Thanks to plummeting tax revenues, the Metropolitan Transportation Authority is expected to face a $400 million budget shortfall—even if it implements drastic service cuts that would terminate bus lines and subway routes and nix free Metrocards for students. So what, if anything, could be worse than the already-proposed "Doomsday" cuts?

Because revenues from a payroll tax created to help bailout the MTA last year have fallen short of their anticipated numbers, getting around the city might become more expensive and more difficult. The MTA might choose to increase fares in 2011 by more than the planned 7.5 percent, a board member told the Post. "As far as a fare increase, the amount of money we expected from certain revenues are not coming into effect. And the conditions upon which we agreed to keep the fare hike at 7.5 percent could be impacted." The source added: "Forget that they're not coming in 2010—those revenues also aren't coming in 2011." Another board members said sticking to the planned 7.5 percent hike would be "unfair" to the MTA.
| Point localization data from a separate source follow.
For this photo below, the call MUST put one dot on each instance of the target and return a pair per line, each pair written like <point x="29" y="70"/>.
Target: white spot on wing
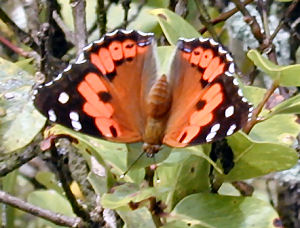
<point x="231" y="130"/>
<point x="240" y="93"/>
<point x="126" y="31"/>
<point x="201" y="39"/>
<point x="68" y="68"/>
<point x="51" y="115"/>
<point x="186" y="39"/>
<point x="63" y="97"/>
<point x="112" y="33"/>
<point x="229" y="58"/>
<point x="49" y="83"/>
<point x="76" y="125"/>
<point x="80" y="58"/>
<point x="88" y="47"/>
<point x="229" y="111"/>
<point x="58" y="77"/>
<point x="215" y="128"/>
<point x="74" y="116"/>
<point x="244" y="99"/>
<point x="213" y="42"/>
<point x="210" y="136"/>
<point x="228" y="74"/>
<point x="235" y="82"/>
<point x="145" y="34"/>
<point x="231" y="68"/>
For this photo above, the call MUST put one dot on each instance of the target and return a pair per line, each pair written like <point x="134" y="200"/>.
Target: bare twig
<point x="260" y="106"/>
<point x="78" y="10"/>
<point x="63" y="172"/>
<point x="205" y="19"/>
<point x="251" y="21"/>
<point x="56" y="218"/>
<point x="14" y="48"/>
<point x="68" y="33"/>
<point x="14" y="160"/>
<point x="224" y="16"/>
<point x="133" y="17"/>
<point x="24" y="37"/>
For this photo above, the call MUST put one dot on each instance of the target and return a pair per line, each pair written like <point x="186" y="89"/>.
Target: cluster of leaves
<point x="182" y="194"/>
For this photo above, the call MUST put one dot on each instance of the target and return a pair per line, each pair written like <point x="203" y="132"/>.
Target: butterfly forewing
<point x="103" y="93"/>
<point x="207" y="103"/>
<point x="113" y="92"/>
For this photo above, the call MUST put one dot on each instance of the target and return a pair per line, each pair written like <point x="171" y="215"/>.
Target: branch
<point x="16" y="159"/>
<point x="63" y="173"/>
<point x="70" y="36"/>
<point x="78" y="11"/>
<point x="133" y="17"/>
<point x="257" y="110"/>
<point x="224" y="16"/>
<point x="24" y="37"/>
<point x="56" y="218"/>
<point x="205" y="19"/>
<point x="251" y="21"/>
<point x="14" y="48"/>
The agency might also impose additional service cuts, according to the tabloid. In an official statement, the MTA said it is "considering a variety of cost saving and other measures in addition to those proposed in the December Plan" and that it "remains prepared to take needed actions in order to maintain a balanced budget." Gov. Paterson said the new shortfall brings on "rather egregious problems" for the MTA, and blamed the drop on businesses that don't pay the tax and poor tax revenue predictions. Transit activists including the Straphangers Campaign have urged the MTA to redirect federal stimulus money currently devoted to construction and renovation work to keeping transit running—a proposal the agency has so far resisted, according to 1010WINS.